Access to fresh water: A fresh water supply that lambs can access easily is essential. Where dealing with smaller hill lambs, the height at which water troughs are normally placed may be too high to access. In Athenry, 4in or 6in blocks are placed in front of water troughs for lambs to step on to drink.
Overgrown horns: The rate at which horns will grow on some lambs increases sharply with ad-lib feeding. Lambs with horns that are growing inwards may need to have them cut at regular intervals. There is also the possibility of lambs getting their horns stuck in penning, rubber slats, etc. This is another reason why regular supervision is beneficial.
Lameness and foot bathing: Lambs with lameness issues should be separated from the group and initially delayed from housing or housed together for intensive treatment. Regular foot bathing thereafter will help to keep on top of issues, while, in straw-bedded housing, spreading lime along feeding areas or around moist areas such as drinking troughs will help keep on top of disease. Swift action in the case of issues occurring will also reap rewards in keeping lameness at bay.

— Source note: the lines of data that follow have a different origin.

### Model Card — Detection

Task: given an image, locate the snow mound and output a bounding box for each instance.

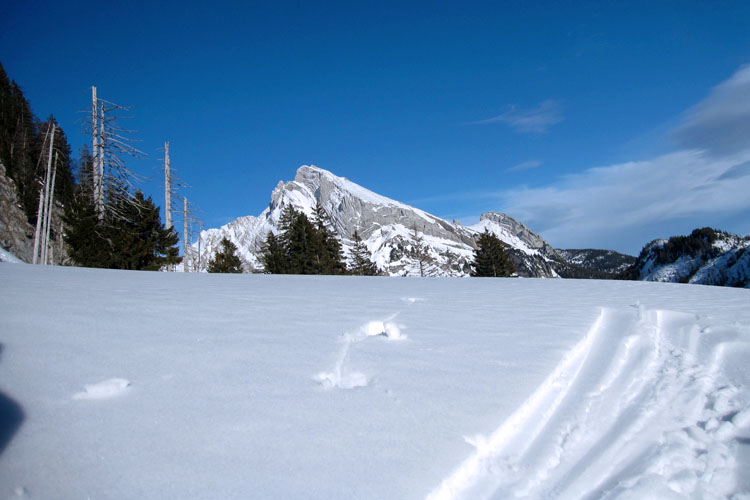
[428,307,750,500]
[362,321,406,340]
[0,248,24,264]
[315,370,369,389]
[73,378,130,399]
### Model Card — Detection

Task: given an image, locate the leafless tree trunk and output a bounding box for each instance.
[32,123,55,264]
[164,142,172,229]
[182,198,189,272]
[42,151,57,266]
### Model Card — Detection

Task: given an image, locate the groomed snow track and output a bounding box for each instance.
[428,306,750,500]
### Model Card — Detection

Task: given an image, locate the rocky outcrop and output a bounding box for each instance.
[0,163,34,262]
[0,163,67,265]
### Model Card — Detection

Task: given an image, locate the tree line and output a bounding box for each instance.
[0,64,181,270]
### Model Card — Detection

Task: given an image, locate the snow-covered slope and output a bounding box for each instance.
[0,265,750,500]
[0,247,23,264]
[632,228,750,288]
[193,166,556,277]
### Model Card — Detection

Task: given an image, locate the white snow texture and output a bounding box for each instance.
[0,265,750,500]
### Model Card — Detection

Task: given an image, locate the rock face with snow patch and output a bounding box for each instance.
[557,248,636,276]
[628,228,750,288]
[0,163,34,262]
[193,166,560,277]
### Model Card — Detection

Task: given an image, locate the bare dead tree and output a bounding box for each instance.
[32,123,56,264]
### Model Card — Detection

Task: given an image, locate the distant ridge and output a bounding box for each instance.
[193,165,563,277]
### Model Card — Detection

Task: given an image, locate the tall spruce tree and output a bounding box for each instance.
[349,230,381,276]
[261,205,346,274]
[207,237,242,274]
[0,64,74,225]
[260,231,289,274]
[313,201,346,274]
[64,188,181,271]
[471,229,516,278]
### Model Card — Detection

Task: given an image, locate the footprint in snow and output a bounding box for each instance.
[73,378,130,399]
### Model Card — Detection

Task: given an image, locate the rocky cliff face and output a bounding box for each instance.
[0,163,67,265]
[0,163,34,262]
[628,228,750,288]
[192,166,558,277]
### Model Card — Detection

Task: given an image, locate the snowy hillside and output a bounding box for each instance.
[557,248,636,275]
[193,166,557,277]
[0,263,750,500]
[631,228,750,288]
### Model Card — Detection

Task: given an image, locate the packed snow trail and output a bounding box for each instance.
[428,306,750,500]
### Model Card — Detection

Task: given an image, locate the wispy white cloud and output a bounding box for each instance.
[502,151,750,251]
[672,65,750,155]
[505,160,543,172]
[469,99,563,134]
[484,66,750,252]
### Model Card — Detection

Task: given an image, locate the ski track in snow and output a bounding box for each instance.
[428,306,750,500]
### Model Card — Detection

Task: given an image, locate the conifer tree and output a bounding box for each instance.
[207,237,242,274]
[260,231,289,274]
[471,229,516,278]
[261,205,346,274]
[313,201,346,274]
[349,230,380,276]
[63,189,181,271]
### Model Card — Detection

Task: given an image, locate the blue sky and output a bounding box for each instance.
[0,1,750,254]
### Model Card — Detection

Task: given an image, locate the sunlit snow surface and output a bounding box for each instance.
[0,263,750,500]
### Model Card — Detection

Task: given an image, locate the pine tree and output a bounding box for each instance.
[261,201,346,274]
[313,201,346,274]
[260,231,289,274]
[63,189,181,271]
[471,229,516,278]
[113,191,182,271]
[411,224,433,278]
[207,237,242,274]
[349,230,381,276]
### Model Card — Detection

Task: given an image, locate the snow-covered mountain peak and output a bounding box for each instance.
[194,165,556,276]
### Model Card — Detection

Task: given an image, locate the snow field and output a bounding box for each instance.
[429,307,750,499]
[0,264,750,500]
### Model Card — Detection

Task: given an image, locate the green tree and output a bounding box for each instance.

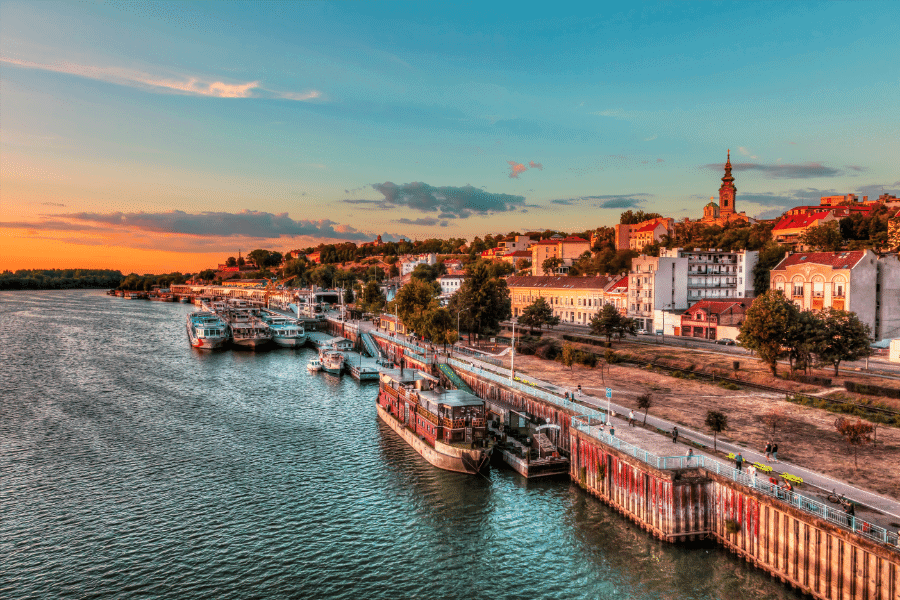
[392,279,438,335]
[800,221,844,252]
[705,410,728,452]
[519,296,553,332]
[834,417,874,469]
[738,290,800,375]
[454,260,512,344]
[541,256,562,275]
[812,307,871,377]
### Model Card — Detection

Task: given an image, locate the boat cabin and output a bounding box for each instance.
[378,369,487,445]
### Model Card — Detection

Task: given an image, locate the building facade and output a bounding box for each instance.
[506,275,618,325]
[770,250,900,340]
[628,254,689,332]
[660,248,759,303]
[531,235,591,277]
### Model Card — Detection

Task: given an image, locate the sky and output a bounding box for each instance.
[0,1,900,273]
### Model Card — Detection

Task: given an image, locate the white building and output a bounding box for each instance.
[400,254,437,276]
[659,248,759,304]
[628,254,689,332]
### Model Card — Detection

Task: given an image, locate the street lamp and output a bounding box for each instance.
[509,317,518,383]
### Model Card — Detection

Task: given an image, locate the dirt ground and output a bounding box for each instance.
[502,352,900,498]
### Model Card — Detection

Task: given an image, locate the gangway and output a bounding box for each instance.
[359,333,383,358]
[438,363,475,395]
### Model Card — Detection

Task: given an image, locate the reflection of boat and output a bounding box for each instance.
[260,310,306,348]
[187,312,228,350]
[375,369,491,473]
[319,350,344,375]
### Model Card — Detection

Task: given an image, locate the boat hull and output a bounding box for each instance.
[375,403,491,475]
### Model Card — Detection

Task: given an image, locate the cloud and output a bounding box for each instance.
[704,162,843,179]
[506,160,528,179]
[58,210,372,241]
[0,57,322,101]
[550,192,652,208]
[372,181,525,219]
[394,217,447,227]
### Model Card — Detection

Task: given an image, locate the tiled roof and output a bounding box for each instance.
[506,275,612,290]
[687,300,747,315]
[772,210,830,232]
[772,250,866,271]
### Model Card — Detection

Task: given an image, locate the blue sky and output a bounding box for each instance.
[0,2,900,269]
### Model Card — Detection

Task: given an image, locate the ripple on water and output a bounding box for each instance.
[0,291,795,600]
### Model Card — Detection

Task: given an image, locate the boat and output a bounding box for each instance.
[260,309,306,348]
[187,311,228,350]
[319,350,344,375]
[216,302,272,350]
[375,368,492,474]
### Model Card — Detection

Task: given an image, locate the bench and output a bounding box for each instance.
[781,472,803,485]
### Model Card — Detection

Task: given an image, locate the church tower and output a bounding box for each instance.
[719,150,737,217]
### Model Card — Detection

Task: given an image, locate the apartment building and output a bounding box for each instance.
[506,275,619,325]
[660,248,759,303]
[627,254,689,332]
[531,235,591,277]
[770,250,900,340]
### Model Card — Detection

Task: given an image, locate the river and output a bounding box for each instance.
[0,291,799,600]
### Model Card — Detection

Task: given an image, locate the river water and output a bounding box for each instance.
[0,291,799,600]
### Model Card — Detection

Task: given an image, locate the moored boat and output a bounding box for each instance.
[187,311,228,350]
[375,369,491,474]
[319,350,344,375]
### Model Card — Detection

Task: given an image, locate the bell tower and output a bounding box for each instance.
[719,150,737,217]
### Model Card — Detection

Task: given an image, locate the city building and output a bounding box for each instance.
[700,150,753,225]
[660,248,759,303]
[770,250,900,340]
[400,253,437,276]
[673,299,748,340]
[627,254,690,332]
[506,275,614,325]
[531,235,591,277]
[615,217,675,252]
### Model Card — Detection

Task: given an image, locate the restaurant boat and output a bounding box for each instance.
[187,311,228,350]
[375,369,491,474]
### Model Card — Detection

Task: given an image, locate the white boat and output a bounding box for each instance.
[260,310,307,348]
[319,350,344,375]
[187,312,228,350]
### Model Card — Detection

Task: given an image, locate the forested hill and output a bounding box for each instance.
[0,269,123,290]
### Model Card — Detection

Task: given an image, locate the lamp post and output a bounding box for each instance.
[509,317,518,383]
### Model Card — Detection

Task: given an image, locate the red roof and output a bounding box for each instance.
[687,300,747,315]
[772,250,866,271]
[772,210,831,231]
[506,275,612,290]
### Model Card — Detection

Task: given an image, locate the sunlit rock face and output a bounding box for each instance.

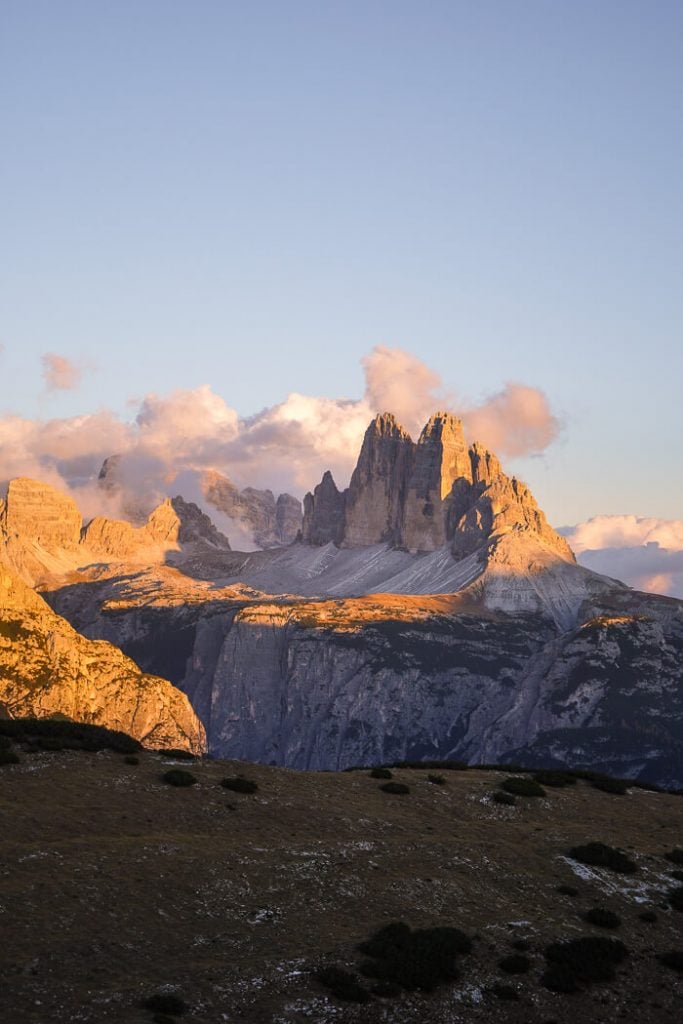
[0,563,206,753]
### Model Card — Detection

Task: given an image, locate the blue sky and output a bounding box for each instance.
[0,0,683,523]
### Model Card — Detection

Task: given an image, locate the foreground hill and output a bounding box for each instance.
[0,746,683,1024]
[0,562,205,752]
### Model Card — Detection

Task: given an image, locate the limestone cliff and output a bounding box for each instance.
[0,563,206,753]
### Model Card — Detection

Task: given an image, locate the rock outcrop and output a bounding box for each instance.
[0,563,206,753]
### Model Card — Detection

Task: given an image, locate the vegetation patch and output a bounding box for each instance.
[358,922,472,992]
[567,843,638,874]
[501,775,546,797]
[162,768,197,786]
[220,775,258,793]
[657,949,683,974]
[584,906,622,928]
[380,782,411,796]
[315,967,372,1002]
[541,935,629,992]
[498,953,531,974]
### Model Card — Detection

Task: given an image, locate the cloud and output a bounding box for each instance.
[0,346,556,540]
[560,515,683,597]
[42,352,83,391]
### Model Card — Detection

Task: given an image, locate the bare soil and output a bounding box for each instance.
[0,752,683,1024]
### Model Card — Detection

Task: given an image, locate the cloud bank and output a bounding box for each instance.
[560,515,683,598]
[0,346,559,516]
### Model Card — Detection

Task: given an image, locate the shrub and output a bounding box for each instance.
[142,992,188,1017]
[591,775,629,797]
[494,790,517,807]
[490,984,519,1002]
[584,906,622,928]
[501,775,546,797]
[533,768,577,790]
[542,935,629,992]
[657,949,683,973]
[556,886,579,896]
[157,746,197,761]
[358,922,472,992]
[568,843,638,874]
[498,953,531,974]
[162,768,197,785]
[315,967,372,1002]
[668,886,683,910]
[220,775,258,793]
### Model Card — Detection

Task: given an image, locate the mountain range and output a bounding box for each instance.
[0,413,683,787]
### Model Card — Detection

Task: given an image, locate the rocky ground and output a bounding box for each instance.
[0,750,683,1024]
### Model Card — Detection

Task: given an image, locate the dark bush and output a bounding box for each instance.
[501,775,546,797]
[568,843,638,874]
[557,886,579,896]
[542,935,629,992]
[358,922,472,992]
[494,790,517,807]
[498,953,531,974]
[315,967,372,1002]
[0,718,142,754]
[220,775,258,793]
[584,906,622,928]
[591,775,630,797]
[142,992,188,1017]
[162,768,197,785]
[533,768,577,790]
[657,949,683,973]
[157,746,197,761]
[667,886,683,910]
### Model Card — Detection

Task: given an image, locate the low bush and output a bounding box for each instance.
[542,935,629,992]
[584,906,622,928]
[667,886,683,910]
[315,967,372,1002]
[162,768,197,785]
[567,843,638,874]
[556,886,579,897]
[591,775,629,797]
[501,775,546,797]
[358,922,472,992]
[220,775,258,793]
[533,768,577,790]
[657,949,683,974]
[498,953,531,974]
[142,992,188,1017]
[494,790,517,807]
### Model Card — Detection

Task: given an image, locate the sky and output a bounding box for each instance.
[0,0,683,593]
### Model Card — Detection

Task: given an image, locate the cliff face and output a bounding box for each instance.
[0,563,206,753]
[302,413,573,561]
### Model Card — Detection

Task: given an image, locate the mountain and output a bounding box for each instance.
[0,557,206,752]
[3,413,671,786]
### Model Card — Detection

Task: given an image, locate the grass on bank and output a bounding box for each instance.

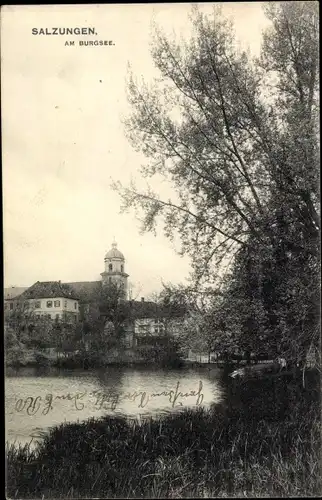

Lamb cleanliness: Ventilation, floor type and feeding management will influence lamb cleanliness. Research in Athenry has shown that shearing lambs will deliver no benefits in terms of lamb performance, but it is a great aid in keeping lambs cleaner, while also allowing more animals to be housed in a given area. Four weeks of wool regrowth will typically be required before slaughter to be in a position to clip lambs again if needed to comply with the clean livestock policy. Ultimately, a clean-fleeced, healthy animal should be produced for slaughter.